Medicare chief actuary Richard Foster says the situation keeps him up at night.

“I don’t generally comment on the pros or cons of policy, but that just doesn’t make sense,” Foster said during a question-and-answer session at a recent professional society meeting.

“This is a situation that got no attention at all,” added Foster. “And even now, as I raise the issue with various policymakers, people are not rushing to say … we need to do something about this.”

Indeed, administration officials and senior Democratic lawmakers say it’s not a loophole but the result of a well-meaning effort to simplify rules for deciding who will get help with insurance costs under the new health care law.
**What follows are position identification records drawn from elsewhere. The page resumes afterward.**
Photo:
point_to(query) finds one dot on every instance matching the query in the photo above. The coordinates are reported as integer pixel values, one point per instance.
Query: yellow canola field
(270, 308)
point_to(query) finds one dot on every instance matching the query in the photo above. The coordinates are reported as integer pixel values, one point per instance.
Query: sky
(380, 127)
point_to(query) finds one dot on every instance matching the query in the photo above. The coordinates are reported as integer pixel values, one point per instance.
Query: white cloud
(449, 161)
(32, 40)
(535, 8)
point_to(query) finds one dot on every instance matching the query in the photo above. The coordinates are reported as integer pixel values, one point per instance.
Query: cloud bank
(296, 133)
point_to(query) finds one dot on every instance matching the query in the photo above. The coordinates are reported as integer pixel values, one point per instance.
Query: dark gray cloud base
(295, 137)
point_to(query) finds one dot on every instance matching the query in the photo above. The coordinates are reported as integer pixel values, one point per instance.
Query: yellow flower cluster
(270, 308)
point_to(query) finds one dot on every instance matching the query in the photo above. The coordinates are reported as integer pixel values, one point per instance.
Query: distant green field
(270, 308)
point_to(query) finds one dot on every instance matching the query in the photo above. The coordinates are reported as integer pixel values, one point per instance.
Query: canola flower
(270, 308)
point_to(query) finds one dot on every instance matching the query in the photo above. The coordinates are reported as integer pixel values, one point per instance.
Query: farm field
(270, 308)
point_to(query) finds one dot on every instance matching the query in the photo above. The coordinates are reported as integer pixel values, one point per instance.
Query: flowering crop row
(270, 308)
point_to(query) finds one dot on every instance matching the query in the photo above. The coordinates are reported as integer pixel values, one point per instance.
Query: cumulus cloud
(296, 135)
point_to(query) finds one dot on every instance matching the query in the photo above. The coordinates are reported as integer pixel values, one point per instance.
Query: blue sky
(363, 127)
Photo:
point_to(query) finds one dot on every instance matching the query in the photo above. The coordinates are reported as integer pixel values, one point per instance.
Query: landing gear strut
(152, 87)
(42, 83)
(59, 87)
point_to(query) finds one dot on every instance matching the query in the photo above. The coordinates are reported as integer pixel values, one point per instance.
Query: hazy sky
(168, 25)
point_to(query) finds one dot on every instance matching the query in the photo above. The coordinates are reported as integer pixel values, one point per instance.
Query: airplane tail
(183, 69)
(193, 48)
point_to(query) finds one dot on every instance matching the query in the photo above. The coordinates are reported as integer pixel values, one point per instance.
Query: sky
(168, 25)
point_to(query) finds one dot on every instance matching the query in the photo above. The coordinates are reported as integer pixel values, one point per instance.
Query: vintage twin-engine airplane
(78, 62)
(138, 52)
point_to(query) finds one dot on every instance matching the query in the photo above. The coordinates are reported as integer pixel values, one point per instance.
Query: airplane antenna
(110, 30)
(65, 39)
Instead of a hodgepodge of rules, there will be one national policy.

Which was their agenda all along, as Bryan Preston so succinctly points out:

Well, it makes sense if you went into crafting the bill with an agenda to kill off private insurance to force a national move to single payer, government-run health care. And we know from his own words that President Obama believed in that agenda, at least at one time. Democrats now say that this isn’t a glitch at all.

[…]

And it makes sense, if your aim is to get millions more Americans dependent on government services.

Mission accomplished? Let’s hope 2012 leads to the answer being a big fat “hell no” on that one.